See it in your PR (GitHub Action)

The point of Modelpin is that the answer shows up at review time. It ships a real composite GitHub Action: it installs Modelpin, optionally records a baseline, runs mp check, posts a sticky PR comment (found-and-updated in place via a hidden marker — no comment spam), and fails the job on a regression. Drop this at .github/workflows/modelpin.yml:

name: Modelpin

on:
  pull_request:
  workflow_dispatch:        # trigger by hand the day a provider ships a new model

permissions:
  contents: read
  pull-requests: write      # so the action can post/update the PR comment

jobs:
  model-check:
    runs-on: ubuntu-latest
    steps:
      - uses: actions/checkout@v4
      - uses: samarthputhraya/modelpin/actions@v1
        with:
          from: gpt-4o-mini       # the model you depend on today (committed baseline)
          to: gpt-5.5             # the candidate to vet before adopting
          provider: openai
          runs: "5"
        env:
          OPENAI_API_KEY: ${{ secrets.OPENAI_API_KEY }}     # BYO-key from repo secrets — never inline a key
          # If your judge_model lives on another provider, add its key too:
          # GEMINI_API_KEY: ${{ secrets.GEMINI_API_KEY }}
          # GROQ_API_KEY:   ${{ secrets.GROQ_API_KEY }}

Action inputs: to (required), from, provider, config, scenarios-dir, runs, match, baseline, comment, fail-on-regression, github-token, modelpin-spec, python-version, working-directory. Outputs: verdict-exit-code and report-path. The usual pattern is to commit your baseline so CI only replays the candidate; flip baseline: "true" to record fresh (needs the old model still reachable). Copy-paste workflow: examples/github-workflow.yml.


How the behavioral diff works (the moat)

Modelpin decides "did it really change?" from multiple signals over multiple runs, then gates every regression behind a distributional significance test plus an effect-size floor. A single odd run never trips it; a majority that merely flips between two equally-likely behaviors never trips it. Here is the whole decision rule, no hand-waving:

1. Multi-run, not single-shot. Each scenario runs N times (runs: in config; default 5, minimum 2 — a single run can't form a distribution, so --runs 1 is rejected outright). Baseline and candidate are both sampled, so the comparison is distribution-vs-distribution.

2. Structural signals (per run, no network, deterministic):

  • Tool-call trajectory match with four modes — strict | unordered | subset | superset (--match) — so you choose how strict "same plan" means for your agent.
  • Output format / assertion validity — your scenario's must_contain / must_not_contain text assertions, checked as a rate across runs.
  • Refusal detection — did the model start declining requests it used to answer?
  • Latency / token deltas — captured and reported, but informational only; they never gate the verdict (latency is jittery; a token bump isn't a behavior regression).

3. Semantic signal (optional LLM-as-judge): a low-temperature judge answers the only question that matters — do these answers mean / accomplish the same thing? This catches the structural blind spot: two answers that are textually different but identical in meaning ("The total is $5." vs "5 dollars."). The judge is injected and optional — with no judge_model set (and always on the offline fake path) the diff stays purely structural and makes zero network calls, so CI can run for $0. The judge is independent of the two models being compared, so it can arbitrate a cross-vendor check.
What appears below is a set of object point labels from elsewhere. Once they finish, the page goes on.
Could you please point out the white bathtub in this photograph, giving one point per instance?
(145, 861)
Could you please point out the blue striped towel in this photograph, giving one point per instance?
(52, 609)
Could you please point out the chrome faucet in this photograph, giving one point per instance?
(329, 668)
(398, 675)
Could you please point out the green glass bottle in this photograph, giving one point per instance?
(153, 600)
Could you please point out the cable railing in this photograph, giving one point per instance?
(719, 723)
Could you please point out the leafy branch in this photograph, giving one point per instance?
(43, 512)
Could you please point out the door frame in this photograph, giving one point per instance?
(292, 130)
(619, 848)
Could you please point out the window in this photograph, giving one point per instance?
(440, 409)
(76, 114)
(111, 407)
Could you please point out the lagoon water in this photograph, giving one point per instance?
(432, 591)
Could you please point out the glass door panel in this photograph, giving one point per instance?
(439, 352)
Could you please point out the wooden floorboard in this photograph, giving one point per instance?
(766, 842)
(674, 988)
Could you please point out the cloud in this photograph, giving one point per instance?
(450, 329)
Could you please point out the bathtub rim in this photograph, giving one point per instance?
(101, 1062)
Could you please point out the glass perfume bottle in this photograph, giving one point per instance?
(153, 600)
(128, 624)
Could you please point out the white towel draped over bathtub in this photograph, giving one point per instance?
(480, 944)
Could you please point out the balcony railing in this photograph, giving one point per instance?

4. The statistics that kill false alarms. Every gating signal goes through an exact two-sample permutation test (modelpin/diff/stats.py — no SciPy, deterministic, so golden tests stay reproducible). A signal counts as a regression only when both:

  • the candidate distribution differs from baseline at p ≤ 0.05 (ALPHA), and
  • the effect clears a conservative size floor — tool-call shift ≥ 0.5 total-variation distance (MIN_TOOL_TVD), refusal-rate rise ≥ 0.34 (MIN_REFUSAL_DELTA), or semantic-divergence rate ≥ 0.5 over baseline (MIN_SEMANTIC_DELTA).

The size floor is what stops a statistically significant but practically trivial jitter from firing once N grows large. These floors are intentionally conservative — biased toward missing a borderline change rather than inventing one — because a miss is a false negative (the safe direction for a trust product), while a false alarm erodes trust permanently.

Output: each scenario gets a verdict, a confidence score, the underlying signals, and a one-line explanation. A structural tool-call / refusal break or a calibrated semantic divergence is a CI-failing regression; format/assertion drift alone is changed_minor (reported, doesn't fail the build).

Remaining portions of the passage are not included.